Columbia torture jurors watch surveillance

June 11, 2008 6:41:17 PM PDT
Jurors in the trial of an ex-convict accused of the 19-hour rape and torture of a Columbia University graduate student have viewed a videodisc of what prosecutors say is the sadist trying to use the victim's ATM card.The 3-minute surveillance video was shown Tuesday to jurors hearing the trial of Robert Williams, who is charged in the nightmarish attack on the 24-year-old woman.

Prosecutors say the video shows Williams at an automated teller machine in the victim's Manhattan neighborhood on April 14, 2007, around 11 a.m., about 13.5 hours after he forced his way into her apartment. In the video, the man, apparently frustrated and angry, gives up and leaves the ATM.

The woman testified earlier this week that she gave the 31-year-old Williams the correct personal identification numbers for two ATM cards because she was afraid not to.

She said that each time Williams returned, he was empty-handed and would do something violent to vent his frustration. She said she practically begged him to write down the PIN numbers since he seemed to forget them quickly.

The woman said that when Williams asked about ATMs, she told him she knew of two in her neighborhood, Hamilton Heights. The video shows a man entering a small general store. It does not show the street the store is on.

The man is wearing a jacket with dark sleeves and hood and a light-colored chest section. Protruding from his rear is a hump that appears to be a knapsack hidden under the jacket.

While standing in the rear of the store in front of the ATM, the man sorts through cards, tries to use them, fails and leaves.

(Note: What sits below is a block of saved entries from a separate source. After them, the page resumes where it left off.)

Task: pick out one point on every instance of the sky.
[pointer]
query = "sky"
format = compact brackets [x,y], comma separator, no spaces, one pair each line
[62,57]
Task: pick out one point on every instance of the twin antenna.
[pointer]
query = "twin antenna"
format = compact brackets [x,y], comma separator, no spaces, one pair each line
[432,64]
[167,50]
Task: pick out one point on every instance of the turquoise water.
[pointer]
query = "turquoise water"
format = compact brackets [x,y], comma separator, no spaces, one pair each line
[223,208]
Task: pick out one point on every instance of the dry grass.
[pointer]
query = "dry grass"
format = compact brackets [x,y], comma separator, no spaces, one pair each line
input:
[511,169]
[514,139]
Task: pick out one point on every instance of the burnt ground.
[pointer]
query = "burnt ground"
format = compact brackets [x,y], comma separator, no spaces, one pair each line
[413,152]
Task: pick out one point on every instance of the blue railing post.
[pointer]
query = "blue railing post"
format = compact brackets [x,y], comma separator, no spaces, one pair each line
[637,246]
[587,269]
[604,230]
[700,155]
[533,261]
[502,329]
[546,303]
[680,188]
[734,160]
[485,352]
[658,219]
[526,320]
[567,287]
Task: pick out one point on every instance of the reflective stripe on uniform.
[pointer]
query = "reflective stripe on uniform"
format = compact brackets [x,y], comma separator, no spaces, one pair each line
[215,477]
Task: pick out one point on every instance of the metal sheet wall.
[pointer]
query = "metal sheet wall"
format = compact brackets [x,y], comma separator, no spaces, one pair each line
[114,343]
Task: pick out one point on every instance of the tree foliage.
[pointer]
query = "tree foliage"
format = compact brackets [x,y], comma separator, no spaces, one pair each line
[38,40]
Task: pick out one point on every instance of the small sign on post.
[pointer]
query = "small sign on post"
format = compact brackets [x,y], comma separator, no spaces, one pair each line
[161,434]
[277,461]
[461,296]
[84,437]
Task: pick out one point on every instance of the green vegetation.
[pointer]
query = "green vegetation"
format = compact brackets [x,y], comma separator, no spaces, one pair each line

While prosecutors say the man is Williams, his defense lawyer Arnold Levine says it is impossible to identify the person. The surveillance camera is overhead, the man is wearing a hood and his face is never seen clearly.

Williams, who has served eight years in prison for attempted murder, is charged with kidnapping, rape, arson, burglary and sexual assault in the attack on the woman. He has pleaded not guilty and faces life in prison if convicted.

Assistant District Attorney Ann Prunty told jurors in her opening statement last week that Williams violated the graduate journalism student "in every way imaginable, and in some ways unimaginable."

Prunty said Williams stopped the torture only after the victim - who tried to kill herself to end her suffering - blacked out from hours of pain caused by knife wounds, boiling water, battering and sexual assaults.